Paper2Web: Let's Make Your Paper Alive!
Chen, Yuhang, Lv, Tianpeng, Zhang, Siyi, Yin, Yixiang, Wan, Yao, Yu, Philip S., Chen, Dongping
Academic project websites can more effectively disseminate research when they clearly present core content and enable intuitive navigation and interaction. However, current approaches such as direct Large Language Model (LLM) generation, templates, or direct HTML conversion struggle to produce layout-aware, interactive sites, and a comprehensive evaluation suite for this task has been lacking.
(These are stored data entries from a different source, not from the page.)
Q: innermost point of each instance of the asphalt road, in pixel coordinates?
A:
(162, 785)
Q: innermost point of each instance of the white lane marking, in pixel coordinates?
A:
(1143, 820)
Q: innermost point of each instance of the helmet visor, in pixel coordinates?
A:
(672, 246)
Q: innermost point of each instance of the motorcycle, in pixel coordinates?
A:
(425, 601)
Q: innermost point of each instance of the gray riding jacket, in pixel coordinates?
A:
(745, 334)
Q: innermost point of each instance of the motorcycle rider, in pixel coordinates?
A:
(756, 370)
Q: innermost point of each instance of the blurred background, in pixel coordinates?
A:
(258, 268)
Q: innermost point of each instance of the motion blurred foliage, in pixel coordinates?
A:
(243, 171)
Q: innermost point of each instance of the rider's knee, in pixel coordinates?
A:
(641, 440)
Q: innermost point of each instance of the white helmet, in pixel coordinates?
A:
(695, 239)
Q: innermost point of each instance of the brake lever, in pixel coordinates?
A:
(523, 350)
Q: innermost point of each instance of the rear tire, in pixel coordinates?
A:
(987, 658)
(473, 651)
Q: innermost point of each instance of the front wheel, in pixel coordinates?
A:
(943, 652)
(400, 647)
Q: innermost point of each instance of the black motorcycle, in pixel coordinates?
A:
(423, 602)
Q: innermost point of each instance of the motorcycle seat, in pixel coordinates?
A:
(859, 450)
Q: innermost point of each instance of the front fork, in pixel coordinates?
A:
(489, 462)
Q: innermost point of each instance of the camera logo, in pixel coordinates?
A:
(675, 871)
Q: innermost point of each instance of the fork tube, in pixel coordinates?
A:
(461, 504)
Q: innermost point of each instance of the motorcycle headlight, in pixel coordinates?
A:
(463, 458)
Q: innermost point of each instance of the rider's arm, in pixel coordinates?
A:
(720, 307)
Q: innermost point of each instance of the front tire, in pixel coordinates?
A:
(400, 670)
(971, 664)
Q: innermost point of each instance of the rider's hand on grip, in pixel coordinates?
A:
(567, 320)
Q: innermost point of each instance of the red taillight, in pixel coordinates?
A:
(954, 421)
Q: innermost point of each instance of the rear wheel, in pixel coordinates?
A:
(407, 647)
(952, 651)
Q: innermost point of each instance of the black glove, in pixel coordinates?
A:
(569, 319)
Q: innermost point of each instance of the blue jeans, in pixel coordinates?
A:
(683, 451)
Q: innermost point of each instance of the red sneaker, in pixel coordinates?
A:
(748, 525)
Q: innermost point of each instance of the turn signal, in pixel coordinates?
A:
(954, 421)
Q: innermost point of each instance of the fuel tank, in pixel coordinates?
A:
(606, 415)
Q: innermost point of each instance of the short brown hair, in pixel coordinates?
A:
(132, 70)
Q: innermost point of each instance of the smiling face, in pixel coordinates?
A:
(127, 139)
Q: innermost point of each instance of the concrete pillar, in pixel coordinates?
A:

In this paper, we introduce Paper2Web, a benchmark dataset and multi-dimensional evaluation framework for assessing academic webpage generation. It incorporates rule-based metrics like Connectivity, Completeness and human-verified LLM-as-a-Judge (covering interactivity, aesthetics, and informativeness), and PaperQuiz, which measures paper-level knowledge retention. We further present PWAgent, an autonomous pipeline that converts scientific papers into interactive and multimedia-rich academic homepages. The agent iteratively refines both content and layout through MCP tools that enhance emphasis, balance, and presentation quality. Our experiments show that PWAgent consistently outperforms end-to-end baselines like template-based webpages and arXiv/alphaXiv versions by a large margin while maintaining low cost, achieving the Pareto-front in academic webpage generation.